Helicobacter pylori is a spiral-shaped, microaerophilic Gram-negative flagellate bacterium that usually resides in the gastric mucosa [1, 2]. H. pylori infection is a common bacterial infection of humans worldwide. Approximately 50% of the world’s population is colonized with H. pylori, and the infection levels exceed 70% in some developing areas [3, 4]. An association between H. pylori infection and the development of gastrointestinal diseases, such as peptic ulcer, gastric hyperplastic polyps, gastric adenoma, gastric cancer, and gastric mucosa associated-lymphoid tissue lymphoma, has been demonstrated [5, 6].
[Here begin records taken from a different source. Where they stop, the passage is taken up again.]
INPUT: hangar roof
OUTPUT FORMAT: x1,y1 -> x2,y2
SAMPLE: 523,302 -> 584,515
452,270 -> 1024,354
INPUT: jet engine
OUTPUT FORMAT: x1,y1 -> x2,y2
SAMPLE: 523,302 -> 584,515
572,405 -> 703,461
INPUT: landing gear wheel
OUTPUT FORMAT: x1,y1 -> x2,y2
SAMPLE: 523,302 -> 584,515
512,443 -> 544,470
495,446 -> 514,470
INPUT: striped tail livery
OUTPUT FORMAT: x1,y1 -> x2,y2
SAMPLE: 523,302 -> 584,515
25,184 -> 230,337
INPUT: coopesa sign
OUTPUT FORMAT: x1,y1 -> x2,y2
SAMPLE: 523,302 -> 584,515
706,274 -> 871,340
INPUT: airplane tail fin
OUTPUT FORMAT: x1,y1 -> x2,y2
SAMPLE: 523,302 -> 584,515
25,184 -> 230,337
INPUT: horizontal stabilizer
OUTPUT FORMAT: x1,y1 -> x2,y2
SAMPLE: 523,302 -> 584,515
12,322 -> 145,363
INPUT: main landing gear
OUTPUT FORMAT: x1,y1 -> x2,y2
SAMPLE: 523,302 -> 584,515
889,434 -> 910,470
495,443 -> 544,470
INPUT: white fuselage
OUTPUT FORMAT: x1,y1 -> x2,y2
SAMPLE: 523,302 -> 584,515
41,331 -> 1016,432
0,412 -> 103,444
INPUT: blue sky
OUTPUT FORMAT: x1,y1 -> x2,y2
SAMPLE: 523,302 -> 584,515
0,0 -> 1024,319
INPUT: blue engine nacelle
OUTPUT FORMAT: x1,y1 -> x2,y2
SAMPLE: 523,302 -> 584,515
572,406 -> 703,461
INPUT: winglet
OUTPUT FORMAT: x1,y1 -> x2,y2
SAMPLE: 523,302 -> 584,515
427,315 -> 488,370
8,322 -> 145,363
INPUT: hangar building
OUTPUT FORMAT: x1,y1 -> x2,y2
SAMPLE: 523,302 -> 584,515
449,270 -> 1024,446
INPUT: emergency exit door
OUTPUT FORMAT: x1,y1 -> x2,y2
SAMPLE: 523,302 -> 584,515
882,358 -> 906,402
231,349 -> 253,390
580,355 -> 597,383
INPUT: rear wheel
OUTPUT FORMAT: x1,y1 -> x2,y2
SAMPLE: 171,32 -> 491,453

In addition, several studies have reported that the development of some extragastrointestinal disorders, including idiopathic thrombocytopenic purpura, chronic idiopathic urticaria, iron deficiency anemia, ischemic heart diseases, modified lipid profiles, insulin resistance, and neurodegenerative diseases is closely linked with H. pylori infection of the gastric mucosa [712].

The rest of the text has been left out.